Simple check: P(B₁) + P(B₂) + ... + P(Bₙ) = 1

Connection to Bayes' Theorem

Total probability is the denominator in Bayes' theorem:

P(B | A) = P(A | B) × P(B) / P(A)

P(A) = Σᵢ P(A | Bᵢ) × P(Bᵢ)   [law of total probability]

Therefore:
P(Bⱼ | A) = P(A | Bⱼ) × P(Bⱼ) / [Σᵢ P(A | Bᵢ) × P(Bᵢ)]

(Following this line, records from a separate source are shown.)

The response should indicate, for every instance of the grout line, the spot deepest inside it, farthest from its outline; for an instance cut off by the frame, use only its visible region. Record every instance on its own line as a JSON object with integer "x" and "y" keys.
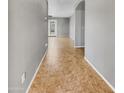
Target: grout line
{"x": 86, "y": 59}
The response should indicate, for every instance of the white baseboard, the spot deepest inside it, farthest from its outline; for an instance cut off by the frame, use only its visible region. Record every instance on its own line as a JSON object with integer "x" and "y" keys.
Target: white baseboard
{"x": 99, "y": 73}
{"x": 36, "y": 72}
{"x": 79, "y": 46}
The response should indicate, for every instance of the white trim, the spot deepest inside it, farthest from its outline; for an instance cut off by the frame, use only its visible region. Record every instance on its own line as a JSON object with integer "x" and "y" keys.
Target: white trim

The denominator is what "normalises" the posterior to sum to 1.
Python
def bayes_with_total_probability(
    partitions: list[str],
    p_partition: dict[str, float],          # prior P(Bᵢ)
    p_a_given_partition: dict[str, float],  # likelihood P(A|Bᵢ)
    target: str,                            # which Bⱼ to compute posterior for
) -> float:
    """P(target | A) using Bayes' theorem."""
    p_a = law_of_total_probability(partitions, p_partition, p_a_given_partition)
    
    # Bayes numerator
    numerator = p_a_given_partition[target] * p_partition[target]
    
    return numerator / p_a


# P(infected | positive test) from earlier example
p_infected_given_positive = bayes_with_total_probability(
    partitions=["infected", "not_infected"],
    p_partition={"infected": 0.40, "not_infected": 0.60},
    p_a_given_partition={"infected": 0.95, "not_infected": 0.02},
    target="infected",
)
print(f"P(infected | positive) = {p_infected_given_positive:.4f}")
# = (0.95 × 0.40) / 0.392 = 0.380 / 0.392 = 0.969

Total Probability in ML: Marginalising Over Latent Variables

Python
# Example: Gaussian Mixture Model (GMM)
# P(x) = Σ_k P(x | cluster=k) × P(cluster=k)
# This is the law of total probability with clusters as the partition

import numpy as np
from scipy.stats import norm

def gmm_probability(
    x: float,
    means: list[float],
    stds: list[float],
    weights: list[float],
) -> float:
    """P(x) for a Gaussian Mixture Model."""
    return sum(
        w * norm(mu, sigma).pdf(x)
        for w, mu, sigma in zip(weights, means, stds)
    )


# Two-component GMM: healthy patients and sick patients
p_x = gmm_probability(
    x=5.0,                            # lab value
    means=[3.0, 7.0],                 # healthy mean=3, sick mean=7
    stds=[0.5, 1.0],
    weights=[0.7, 0.3],               # 70% healthy, 30% sick
)

Interview Answer

"The law of total probability states: P(A) = Σᵢ P(A|Bᵢ) × P(Bᵢ), where B₁,...,Bₙ partition the sample space. It decomposes the probability of an event into a weighted average of its conditional probabilities across mutually exclusive scenarios. It's the denominator of Bayes' theorem — the normalisation constant that ensures posteriors sum to 1. In ML, it appears in Gaussian Mixture Models (P(x) = Σ_k P(x|cluster=k)×P(cluster=k)), in language model marginalisation over latent topics, and whenever we need to reason about probabilities across subpopulations."